While the inexorable growth of megapixels seems to have slowed with dedicated cameras, it appears to be moving ahead at full pace in the world of smartphones. This year has seen the rapid spread of 13-megapixel imaging sensors in the likes of the Sony Xperia Z and the Samsung Galaxy S4.
And who can forget the Nokia 808 PureView, with its 41-megapixel 1/1.2"sensor? That sensor was far larger than anything else we’ve seen in a smartphone, and hasn’t been matched since (though there may be a followup in the works). It used the large megapixel count to crop down to an 8-megapixel image, allowing a theoretical boost in image quality due to pixel-binning, or else essentially offering a zoom without a zoom lens.
Sony is also pegged to be working on a 20-megapixel 1/1.6-inch sensor, dubbed “Honami.” That’ll put it slightly below the 808 PureView, but still remarkably large.
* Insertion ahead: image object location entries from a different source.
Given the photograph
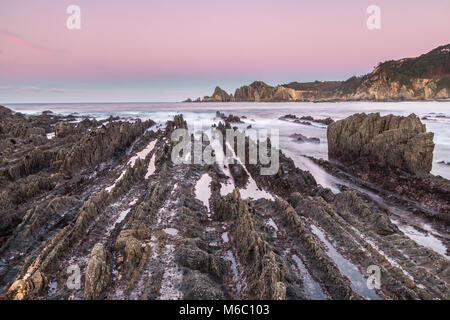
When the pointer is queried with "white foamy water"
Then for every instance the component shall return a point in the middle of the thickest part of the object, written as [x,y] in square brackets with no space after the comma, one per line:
[203,189]
[427,240]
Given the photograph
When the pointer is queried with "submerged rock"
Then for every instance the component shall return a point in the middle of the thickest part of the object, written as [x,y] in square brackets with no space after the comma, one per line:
[98,273]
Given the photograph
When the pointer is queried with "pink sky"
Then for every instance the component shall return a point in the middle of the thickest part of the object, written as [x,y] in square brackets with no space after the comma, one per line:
[169,50]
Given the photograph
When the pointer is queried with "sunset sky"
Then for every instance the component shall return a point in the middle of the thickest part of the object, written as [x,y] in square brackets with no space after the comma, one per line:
[144,50]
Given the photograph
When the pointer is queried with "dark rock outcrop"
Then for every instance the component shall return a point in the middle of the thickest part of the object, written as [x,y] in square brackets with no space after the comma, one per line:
[389,141]
[302,139]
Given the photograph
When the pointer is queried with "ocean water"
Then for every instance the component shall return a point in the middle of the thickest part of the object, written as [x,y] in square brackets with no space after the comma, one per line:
[265,116]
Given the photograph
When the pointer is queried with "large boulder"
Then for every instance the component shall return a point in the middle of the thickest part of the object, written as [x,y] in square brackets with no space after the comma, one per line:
[389,141]
[98,273]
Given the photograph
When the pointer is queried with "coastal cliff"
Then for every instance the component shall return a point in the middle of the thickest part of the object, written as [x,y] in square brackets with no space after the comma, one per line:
[426,77]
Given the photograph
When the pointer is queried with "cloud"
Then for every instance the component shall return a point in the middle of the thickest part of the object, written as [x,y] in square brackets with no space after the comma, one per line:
[28,44]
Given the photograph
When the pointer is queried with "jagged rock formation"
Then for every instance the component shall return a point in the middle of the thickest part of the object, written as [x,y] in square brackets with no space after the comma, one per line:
[389,141]
[138,226]
[422,78]
[219,95]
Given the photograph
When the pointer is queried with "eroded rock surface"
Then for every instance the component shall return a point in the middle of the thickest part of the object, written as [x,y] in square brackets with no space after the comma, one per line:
[106,199]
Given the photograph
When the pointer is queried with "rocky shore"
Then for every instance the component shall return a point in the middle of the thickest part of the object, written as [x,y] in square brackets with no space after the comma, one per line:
[103,199]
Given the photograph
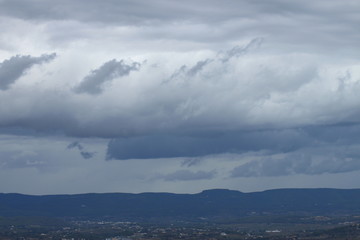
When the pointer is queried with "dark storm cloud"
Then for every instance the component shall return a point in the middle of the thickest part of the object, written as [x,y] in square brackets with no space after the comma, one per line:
[93,83]
[186,175]
[307,23]
[333,159]
[85,154]
[15,67]
[169,146]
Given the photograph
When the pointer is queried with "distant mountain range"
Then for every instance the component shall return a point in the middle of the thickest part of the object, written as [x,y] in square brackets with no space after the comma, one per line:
[209,204]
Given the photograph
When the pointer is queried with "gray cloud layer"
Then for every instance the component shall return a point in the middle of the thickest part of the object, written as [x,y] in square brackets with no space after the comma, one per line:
[15,67]
[93,83]
[276,77]
[85,154]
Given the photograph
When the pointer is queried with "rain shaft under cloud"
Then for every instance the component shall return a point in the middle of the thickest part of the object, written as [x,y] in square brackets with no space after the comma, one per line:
[191,94]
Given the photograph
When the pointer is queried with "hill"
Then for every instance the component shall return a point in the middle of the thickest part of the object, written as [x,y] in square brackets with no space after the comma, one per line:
[209,204]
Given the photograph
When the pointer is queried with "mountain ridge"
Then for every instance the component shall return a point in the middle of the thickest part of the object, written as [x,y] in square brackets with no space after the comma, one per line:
[211,204]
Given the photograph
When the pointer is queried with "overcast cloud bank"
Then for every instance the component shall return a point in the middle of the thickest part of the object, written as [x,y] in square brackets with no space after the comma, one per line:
[274,84]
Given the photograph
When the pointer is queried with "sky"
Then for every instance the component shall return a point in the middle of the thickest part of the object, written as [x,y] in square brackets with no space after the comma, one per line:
[178,96]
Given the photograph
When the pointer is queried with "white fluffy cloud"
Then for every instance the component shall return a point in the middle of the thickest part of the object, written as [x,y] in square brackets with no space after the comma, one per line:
[185,79]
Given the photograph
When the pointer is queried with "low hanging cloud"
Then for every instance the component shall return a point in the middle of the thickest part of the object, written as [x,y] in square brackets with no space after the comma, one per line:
[186,175]
[171,146]
[85,154]
[15,67]
[308,162]
[94,82]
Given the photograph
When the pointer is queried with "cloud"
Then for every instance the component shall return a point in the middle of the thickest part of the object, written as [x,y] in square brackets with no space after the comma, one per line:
[186,175]
[85,154]
[93,83]
[170,146]
[15,67]
[309,161]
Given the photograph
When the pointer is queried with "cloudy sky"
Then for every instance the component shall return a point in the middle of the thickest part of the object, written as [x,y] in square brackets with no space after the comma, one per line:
[178,96]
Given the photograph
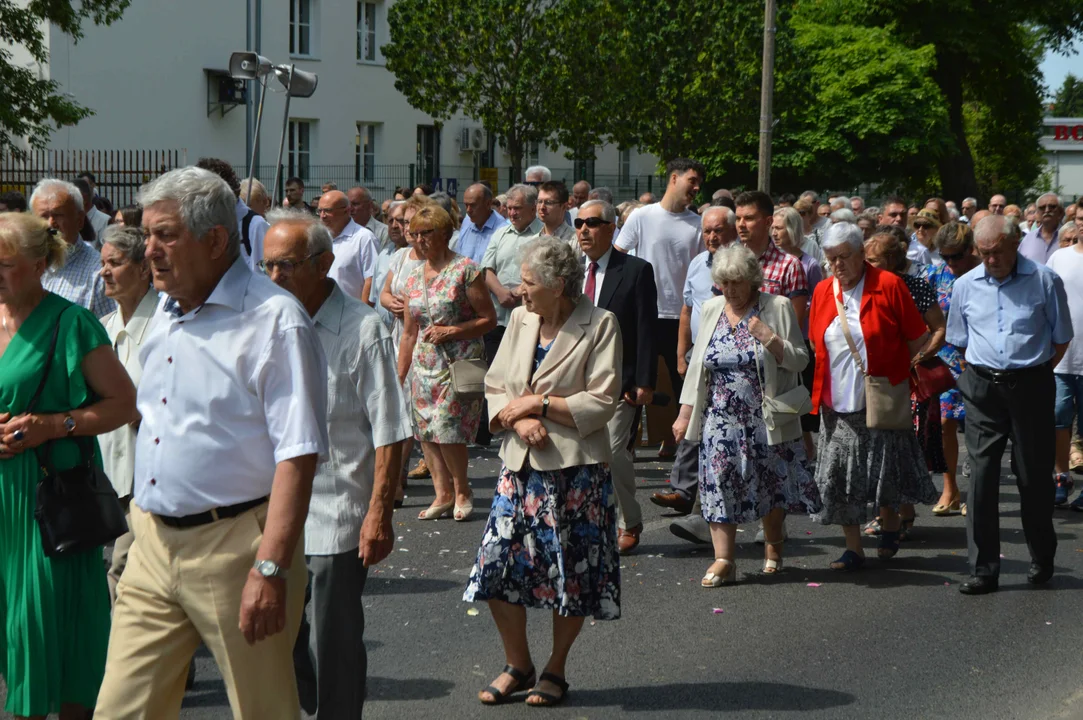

The pixel-binning route was something that Fujifilm has been pushing for years with its EXR sensors, and there's potential here for smartphone sensors too. While a 13-megapixel image doesn’t make much sense for a smartphone, those megapixels could be used in conjunction to create a lower noise or wider dynamic range smaller image. Also think about how many compact cameras can offer high-speed video or faster burst modes at reduced resolution, which might work with a smartphone, too.
HTC has also been working on some interesting technology with its “ultrapixel” sensor. By massively cutting the number of megapixels and introducing optical image stabilization, the company has has attempted to better the low light performance of the phone. But the images only clock in at 4-megapixels, and that’s at a rather awkward 16:9 ratio. While HTC is obviously going for the fewer but larger pixels strategy, 4MP is probably a bit too low for many people.
One of the more farfetched — but still interesting — rumors is that Nikon is working on a sensor for the Google Nexus 5. This alleged “triple sensor” array would mean bringing a camera company onboard directly to help improve image quality. But given that Nikon is working on their own Android devices, you have to wonder if this is a deal either company would actually make.